Gordon Johnston for Lineup Ninja

Posted on Sep 11, 2019 • Edited on Sep 20, 2022

Zip files on S3 with AWS Lambda and Node

#aws #lambda #s3 #zip

This post was updated 20 Sept 2022 to improve reliability with large numbers of files.

Update the stream handling so streams are only opened to S3 when the file is ready to be processed by the Zip Archiver. This fixes timeouts that could be seen when processing a large number of files.

Use keep alive with S3 and limit connected sockets.

It's not an uncommon requirement to want to package files on S3 into a Zip file for a user to download multiple files in a single package. Maybe it's common enough for AWS to offer this functionality themselves one day. Until then you can write a short script to do it.

If you want to provide this service in a serverless environment such as AWS Lambda you have two main constraints that define the approach you can take.

1 - /tmp is only 512Mb.
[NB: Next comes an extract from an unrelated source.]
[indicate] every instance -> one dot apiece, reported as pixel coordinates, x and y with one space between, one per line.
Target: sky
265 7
Your first idea might be to download the files from S3, zip them up, upload the result. This will work fine until you fill up /tmp with the temporary files!

2 - Memory is constrained to 3GB. You could store the temporary files on the heap, but again you are constrained to 3GB. Even in a regular server environment you're not going to want a simple zip function to take 3GB of RAM!
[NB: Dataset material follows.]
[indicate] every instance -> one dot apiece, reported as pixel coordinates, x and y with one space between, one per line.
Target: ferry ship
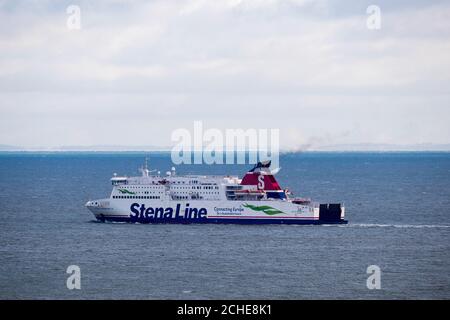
257 198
So what can you do? The answer is to stream the data from S3, through an archiver and back onto S3.

Fortunately this Stack Overflow post and its comments pointed the way and this post is basically a rehash of it!

The below code is Typescript but the Javascript is just the same with the types removed.
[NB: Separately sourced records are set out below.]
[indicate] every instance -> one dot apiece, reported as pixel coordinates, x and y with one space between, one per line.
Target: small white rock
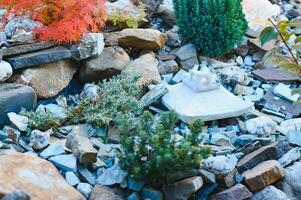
21 122
39 139
85 189
262 126
5 71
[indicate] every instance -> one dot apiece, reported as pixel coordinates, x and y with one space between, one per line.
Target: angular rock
290 108
86 175
233 75
85 189
291 184
263 175
154 94
186 56
291 156
183 189
220 164
261 126
19 121
16 194
204 105
49 79
284 91
167 67
227 180
274 75
150 193
53 149
243 90
14 97
221 140
26 48
110 62
35 176
207 176
142 39
270 152
270 192
237 192
39 58
64 162
81 148
112 176
149 73
71 178
290 125
103 192
91 45
5 71
40 140
293 137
Start with the imports you need

import * as Archiver from 'archiver';
import * as AWS from 'aws-sdk';
import { createReadStream } from 'fs';
import { Readable, Stream } from 'stream';
import * as lazystream from 'lazystream';

Firstly configure the aws-sdk so that it will use keepalives when communicating with S3, and also limit the maximum number of connections. This improves efficiency and helps avoid hitting an unexpected connection limit. Instead of this section you could set AWS_NODEJS_CONNECTION_REUSE_ENABLED in your lambda environment.

    // Set the S3 config to use keep-alives
    const agent = new https.Agent({ keepAlive: true, maxSockets: 16 });

    AWS.config.update({ httpOptions: { agent } });

Let's start by creating the streams to fetch the data from S3. To prevent timeouts to S3 the streams are wrapped with 'lazystream', this delays the actual opening of the stream until the archiver is ready to read the data.

Let's assume you have a list of keys in keys. For each key we need to create a ReadStream. To track the keys and streams lets create a S3DownloadStreamDetails type. The 'filename' will ultimately be the filename in the Zip, so you can do any transformation you need for that at this stage.

    type S3DownloadStreamDetails = { stream: Readable; filename: string };

Now for our array of keys, we can iterate after it to create the S3StreamDetails objects

    const s3DownloadStreams: S3DownloadStreamDetails[] = keys.map((key: string) => {
        return {
            stream: new lazystream.Readable(() => {
                console.log(`Creating read stream for ${fileToDownload.key}`);
                return s3.getObject({ Bucket: s3UGCBucket, Key: fileToDownload.key }).createReadStream();
            }),
            filename: key,
        };
    });

Now prepare the upload side by creating a Stream.PassThrough object and assigning that as the Body of the params for a S3.PutObjectRequest.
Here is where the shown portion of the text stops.